That brings us to the case of Chief Petty Officer Eddie Gallagher, Navy SEAL who had a sterling military record and is highly decorated. Suddenly, months after what was his seventh (as I recall) deployment Chief Gallagher is accused by a couple of the men under his command of jumping on an enemy combatant stabbing him to death. The "suits" at the Pentagon smelled "blood in the water" and went after Gallagher with a vengeance. They put this genuine American hero through two years of hell with outrageous charges and spent months behind bars separated from his family again.

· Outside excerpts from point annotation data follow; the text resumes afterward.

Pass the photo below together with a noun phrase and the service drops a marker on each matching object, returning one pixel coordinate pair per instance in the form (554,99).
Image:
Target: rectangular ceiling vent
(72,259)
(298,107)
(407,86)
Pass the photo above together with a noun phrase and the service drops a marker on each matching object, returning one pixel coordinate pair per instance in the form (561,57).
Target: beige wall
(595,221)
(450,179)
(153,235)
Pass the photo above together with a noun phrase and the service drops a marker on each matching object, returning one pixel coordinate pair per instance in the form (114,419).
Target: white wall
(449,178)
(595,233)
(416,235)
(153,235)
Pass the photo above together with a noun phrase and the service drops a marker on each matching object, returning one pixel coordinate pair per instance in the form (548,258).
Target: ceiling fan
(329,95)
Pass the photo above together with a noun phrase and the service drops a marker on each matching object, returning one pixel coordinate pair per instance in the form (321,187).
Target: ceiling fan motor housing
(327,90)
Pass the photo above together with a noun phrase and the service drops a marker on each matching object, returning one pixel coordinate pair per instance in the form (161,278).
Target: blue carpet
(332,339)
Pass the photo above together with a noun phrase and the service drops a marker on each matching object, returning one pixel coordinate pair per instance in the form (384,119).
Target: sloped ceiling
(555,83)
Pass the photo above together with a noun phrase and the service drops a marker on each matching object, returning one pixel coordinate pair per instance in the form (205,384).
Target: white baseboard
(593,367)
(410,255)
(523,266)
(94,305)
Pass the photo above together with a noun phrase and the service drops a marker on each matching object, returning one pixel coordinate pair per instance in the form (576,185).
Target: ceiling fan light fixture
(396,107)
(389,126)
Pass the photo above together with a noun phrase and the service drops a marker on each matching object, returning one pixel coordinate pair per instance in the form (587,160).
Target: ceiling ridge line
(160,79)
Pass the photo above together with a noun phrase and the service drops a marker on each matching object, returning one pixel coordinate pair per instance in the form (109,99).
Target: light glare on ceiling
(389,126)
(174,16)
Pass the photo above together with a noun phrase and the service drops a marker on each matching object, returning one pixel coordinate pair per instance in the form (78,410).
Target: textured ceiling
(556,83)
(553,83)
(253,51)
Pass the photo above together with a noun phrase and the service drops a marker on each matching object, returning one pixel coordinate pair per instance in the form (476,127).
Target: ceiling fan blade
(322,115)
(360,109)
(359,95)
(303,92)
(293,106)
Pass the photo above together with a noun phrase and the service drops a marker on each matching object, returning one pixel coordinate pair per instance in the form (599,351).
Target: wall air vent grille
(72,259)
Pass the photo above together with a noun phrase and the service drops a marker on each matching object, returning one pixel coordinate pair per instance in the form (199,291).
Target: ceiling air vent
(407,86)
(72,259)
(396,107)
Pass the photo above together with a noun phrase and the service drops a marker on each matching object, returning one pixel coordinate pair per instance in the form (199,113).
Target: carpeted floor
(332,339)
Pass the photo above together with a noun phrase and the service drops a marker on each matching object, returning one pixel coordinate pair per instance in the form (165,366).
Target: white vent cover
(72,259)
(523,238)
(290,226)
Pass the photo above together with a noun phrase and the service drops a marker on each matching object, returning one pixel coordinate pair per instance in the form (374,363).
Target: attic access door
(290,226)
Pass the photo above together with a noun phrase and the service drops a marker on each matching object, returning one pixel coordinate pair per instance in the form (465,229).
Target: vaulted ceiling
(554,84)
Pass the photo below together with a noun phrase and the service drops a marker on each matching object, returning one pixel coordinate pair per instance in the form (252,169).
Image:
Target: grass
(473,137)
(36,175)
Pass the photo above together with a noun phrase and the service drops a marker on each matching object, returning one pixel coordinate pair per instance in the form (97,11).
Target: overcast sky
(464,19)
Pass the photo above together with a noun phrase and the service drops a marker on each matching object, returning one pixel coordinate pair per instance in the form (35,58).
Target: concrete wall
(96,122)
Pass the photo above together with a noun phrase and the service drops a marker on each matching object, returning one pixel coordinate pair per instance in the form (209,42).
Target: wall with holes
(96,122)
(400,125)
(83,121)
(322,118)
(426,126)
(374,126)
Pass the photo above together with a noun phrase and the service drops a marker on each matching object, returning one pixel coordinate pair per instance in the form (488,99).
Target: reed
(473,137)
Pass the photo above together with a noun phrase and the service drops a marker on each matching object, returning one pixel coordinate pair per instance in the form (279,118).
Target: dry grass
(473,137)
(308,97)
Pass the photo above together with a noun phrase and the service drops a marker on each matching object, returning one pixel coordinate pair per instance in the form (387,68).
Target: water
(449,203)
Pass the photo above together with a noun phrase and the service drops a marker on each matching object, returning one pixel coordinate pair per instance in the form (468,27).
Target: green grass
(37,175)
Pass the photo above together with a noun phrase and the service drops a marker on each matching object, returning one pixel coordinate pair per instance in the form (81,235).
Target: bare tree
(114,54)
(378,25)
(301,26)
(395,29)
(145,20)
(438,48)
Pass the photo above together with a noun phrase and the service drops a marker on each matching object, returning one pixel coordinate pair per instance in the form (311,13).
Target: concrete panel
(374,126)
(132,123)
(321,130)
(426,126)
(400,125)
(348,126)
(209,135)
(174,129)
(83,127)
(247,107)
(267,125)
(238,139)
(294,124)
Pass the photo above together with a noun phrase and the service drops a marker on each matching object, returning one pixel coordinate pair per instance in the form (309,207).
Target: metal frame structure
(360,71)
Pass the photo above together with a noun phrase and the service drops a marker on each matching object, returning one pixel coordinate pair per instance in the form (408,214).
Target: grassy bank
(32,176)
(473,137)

When the prosecution's case began to fall apart like a Russian appliance, Chief Gallagher was found not-guilty on all but one miniscule little charge of having his picture taken with the corpse and probably will do no more prison time getting credit for "time served." Of course his career as a SEAL is over because the very fibers of whose being for these organizations is secrecy and stealth means we don't want a "famous" SEAL back in operation. But he should be able to go on about his Naval career honorably. NOT SO FAST! The embarrassed JAG officers and bureaucratic dingbats at the Pentagon could lose face here even though they got slapped in that face. Chief Gallagher has been further humiliated by being demoted a notch in rank! How pathetic and disgusting. As our friend retired Army Major Tyler Merritt--cofounder of Nine Line Apparel--who served with Gallagher in Afghanistan and has stood by the family throughout the ordeal tells Fox and Friends (us here on AM Savannah) that second-guessing the killing of an enemy combatant in a combat zone with someone who has such a sterling record as Gallagher is incorrigible.
The tragedy is that Gallagher isn't the only example of political correctness runamuck at the Pentagon. Retired Marine Lieutenant Colonel Jeff Chessani (who is married to a lady from Savannah) was drummed out of the service for an incident by a group of his Marines of which he was totally unaware at the time. He and his family here had to spend most of their funds defending him. LTC Chessani was also a highly-decorated officer with a sterling record and on fast track for general--Commandant material. LTC Allen West likewise drummed out of the Army for getting a bit rough extracting intelligence from an enemy combatant--no matter that the intel he got probably saved several hundred troops under his command. An Army sergeant on Hannity last week just recently got out of Fort Leavenworth after six years behind bars for firing his service weapon killing an enemy combatant who tried to wrestle the gun away from him. Another Army lieutenant has been at Leavenworth almost that long now for ordering the killing of two (what turned out to be) enemy combatants approaching his platoon on motorcycles. Only a few days before two enemy combatants on motorcycles had killed several members of another platoon nearby, but no matter, the Pentagon hacks claimed he didn't actually "know" these two were the enemy--they might have been peaceful villagers. I suppose it would have taken several members of this platoon would have had to have been killed or wounded before they could open fire! What kind of logic or combat tactics is that? One thing for sure, 'taint good for morale!
How much longer are we going to have to put up with this garbage? Thank God we have a president to honors and understands the military. We need to get back to the business of WINNING wars which we haven't done since World War II. And you win wars by obliterating the enemy and there will be collateral damage and you don't wait for them to shoot first before firing back. Let's get that young lieutenant out of Leavenworth and giving Chief Gallagher his well-deserved rank back and start honoring these American heroes for protecting us instead of humiliating and financially ruining them!